The carriers may offer an additional incentive in exchange for you not holding them to a service standard. They may also add a clause in their agreement stating that as long as they are 98% on time, you cannot file for a late delivery refund. Neither of these choices should be acceptable.
I often wonder if the real reason why carriers promote the GSR Waiver is ultimately to try to discourage the shipper from using an outside auditing/contract negotiating company. Knowing that the majority of auditing companies focus primarily on guaranteed services refunds for their income, a shipper who has waived their right to claim late delivery refunds is less appealing to an auditing company. Many auditing companies will not take on a client that has a GSR Waiver. The better auditing firms are not deterred by the GSR Waiver because they understand there are many additional refund opportunities, including: inaccurate residential adjustments, duplicate billings, dimensional weight errors, bogus address correction fees, packages that were manifested not shipped and delivery area (rural) surcharges to name a few.
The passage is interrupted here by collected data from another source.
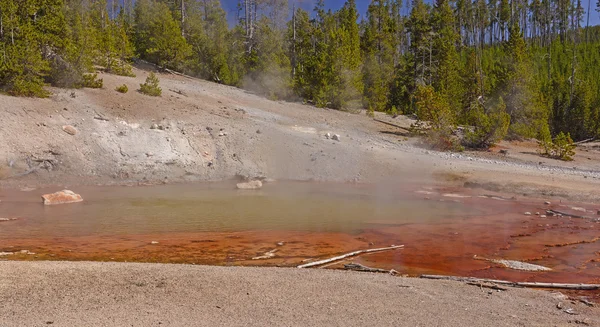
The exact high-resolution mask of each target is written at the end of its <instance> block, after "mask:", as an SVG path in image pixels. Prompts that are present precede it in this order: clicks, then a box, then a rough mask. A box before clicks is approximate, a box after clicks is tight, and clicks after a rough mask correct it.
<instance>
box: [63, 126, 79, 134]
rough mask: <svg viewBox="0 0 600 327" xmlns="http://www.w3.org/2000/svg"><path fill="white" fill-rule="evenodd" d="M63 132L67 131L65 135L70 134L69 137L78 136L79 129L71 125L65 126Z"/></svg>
mask: <svg viewBox="0 0 600 327" xmlns="http://www.w3.org/2000/svg"><path fill="white" fill-rule="evenodd" d="M63 131H65V133H67V134H69V135H75V134H77V129H76V128H75V127H73V126H71V125H65V126H63Z"/></svg>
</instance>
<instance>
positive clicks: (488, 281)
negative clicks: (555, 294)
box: [419, 275, 600, 290]
mask: <svg viewBox="0 0 600 327" xmlns="http://www.w3.org/2000/svg"><path fill="white" fill-rule="evenodd" d="M419 278H425V279H437V280H453V281H458V282H467V283H493V284H500V285H507V286H513V287H531V288H556V289H567V290H600V284H565V283H537V282H511V281H507V280H498V279H486V278H475V277H458V276H443V275H421V276H419Z"/></svg>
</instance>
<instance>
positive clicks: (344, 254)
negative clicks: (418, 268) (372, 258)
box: [298, 245, 404, 268]
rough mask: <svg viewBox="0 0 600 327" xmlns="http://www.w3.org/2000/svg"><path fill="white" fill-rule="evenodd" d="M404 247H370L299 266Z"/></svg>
mask: <svg viewBox="0 0 600 327" xmlns="http://www.w3.org/2000/svg"><path fill="white" fill-rule="evenodd" d="M403 247H404V245H392V246H390V247H387V248H378V249H368V250H359V251H354V252H350V253H346V254H343V255H340V256H337V257H333V258H330V259H324V260H319V261H315V262H310V263H306V264H303V265H299V266H298V268H310V267H315V266H321V265H324V264H326V263H330V262H335V261H340V260H342V259H345V258H349V257H354V256H357V255H359V254H364V253H373V252H381V251H389V250H395V249H400V248H403Z"/></svg>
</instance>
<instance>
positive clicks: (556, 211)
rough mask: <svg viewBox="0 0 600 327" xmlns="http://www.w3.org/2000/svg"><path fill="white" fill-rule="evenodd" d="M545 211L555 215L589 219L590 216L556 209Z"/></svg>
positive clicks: (575, 217)
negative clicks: (560, 215) (568, 212)
mask: <svg viewBox="0 0 600 327" xmlns="http://www.w3.org/2000/svg"><path fill="white" fill-rule="evenodd" d="M546 212H552V213H553V214H555V215H562V216H569V217H571V218H582V219H590V217H586V216H579V215H574V214H570V213H566V212H561V211H557V210H554V209H549V210H546Z"/></svg>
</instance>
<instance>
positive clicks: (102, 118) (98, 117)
mask: <svg viewBox="0 0 600 327" xmlns="http://www.w3.org/2000/svg"><path fill="white" fill-rule="evenodd" d="M94 119H96V120H102V121H109V119H108V118H104V117H102V116H94Z"/></svg>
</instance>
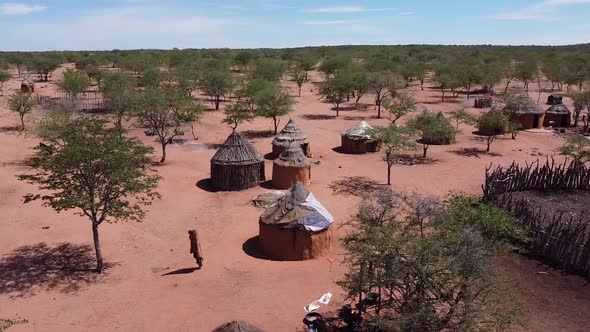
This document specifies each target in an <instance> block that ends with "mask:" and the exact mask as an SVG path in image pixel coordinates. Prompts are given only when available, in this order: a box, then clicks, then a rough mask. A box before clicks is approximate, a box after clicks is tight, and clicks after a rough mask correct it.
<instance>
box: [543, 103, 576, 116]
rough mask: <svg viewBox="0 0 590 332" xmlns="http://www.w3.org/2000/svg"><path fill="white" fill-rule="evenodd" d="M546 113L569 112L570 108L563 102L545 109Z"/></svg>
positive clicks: (569, 112) (567, 112)
mask: <svg viewBox="0 0 590 332" xmlns="http://www.w3.org/2000/svg"><path fill="white" fill-rule="evenodd" d="M547 113H553V114H570V110H569V109H568V108H567V107H566V106H565V105H564V104H555V105H553V106H551V107H549V108H548V109H547Z"/></svg>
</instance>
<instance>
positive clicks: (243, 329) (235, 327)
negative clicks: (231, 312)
mask: <svg viewBox="0 0 590 332" xmlns="http://www.w3.org/2000/svg"><path fill="white" fill-rule="evenodd" d="M213 332H264V331H262V330H261V329H259V328H257V327H256V326H254V325H252V324H250V323H248V322H244V321H243V320H234V321H233V322H229V323H225V324H223V325H220V326H218V327H217V328H215V330H213Z"/></svg>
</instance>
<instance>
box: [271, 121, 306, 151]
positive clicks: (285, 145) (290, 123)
mask: <svg viewBox="0 0 590 332" xmlns="http://www.w3.org/2000/svg"><path fill="white" fill-rule="evenodd" d="M293 142H299V143H300V144H305V143H308V141H307V137H306V136H305V134H304V133H303V132H302V131H301V129H299V127H297V125H296V124H295V122H294V121H293V120H292V119H289V122H287V124H286V125H285V128H283V130H281V132H280V133H279V134H278V135H277V137H275V139H274V140H273V141H272V145H279V146H284V147H287V146H289V145H290V144H291V143H293Z"/></svg>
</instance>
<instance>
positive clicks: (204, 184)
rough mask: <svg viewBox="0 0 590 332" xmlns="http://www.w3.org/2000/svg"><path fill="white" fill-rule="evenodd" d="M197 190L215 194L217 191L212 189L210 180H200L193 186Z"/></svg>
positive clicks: (214, 188) (211, 182)
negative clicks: (198, 189)
mask: <svg viewBox="0 0 590 332" xmlns="http://www.w3.org/2000/svg"><path fill="white" fill-rule="evenodd" d="M195 185H196V186H197V188H199V189H201V190H204V191H206V192H210V193H216V192H217V191H218V190H217V189H215V188H214V187H213V183H212V182H211V178H206V179H201V180H199V181H197V183H196V184H195Z"/></svg>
In our many years of experience, we are certain, that through proper contract negotiations, you will be able to receive the additional incentives the carriers offer while continuing to hold the carriers to a service standard. You do not have to sacrifice service for discounts. After all, it is both the shipper and the customer who potentially suffer from the service failures.
We recommend that you never give up your right to file for late deliveries and when it comes time for contract negotiations, you seek professional assistance.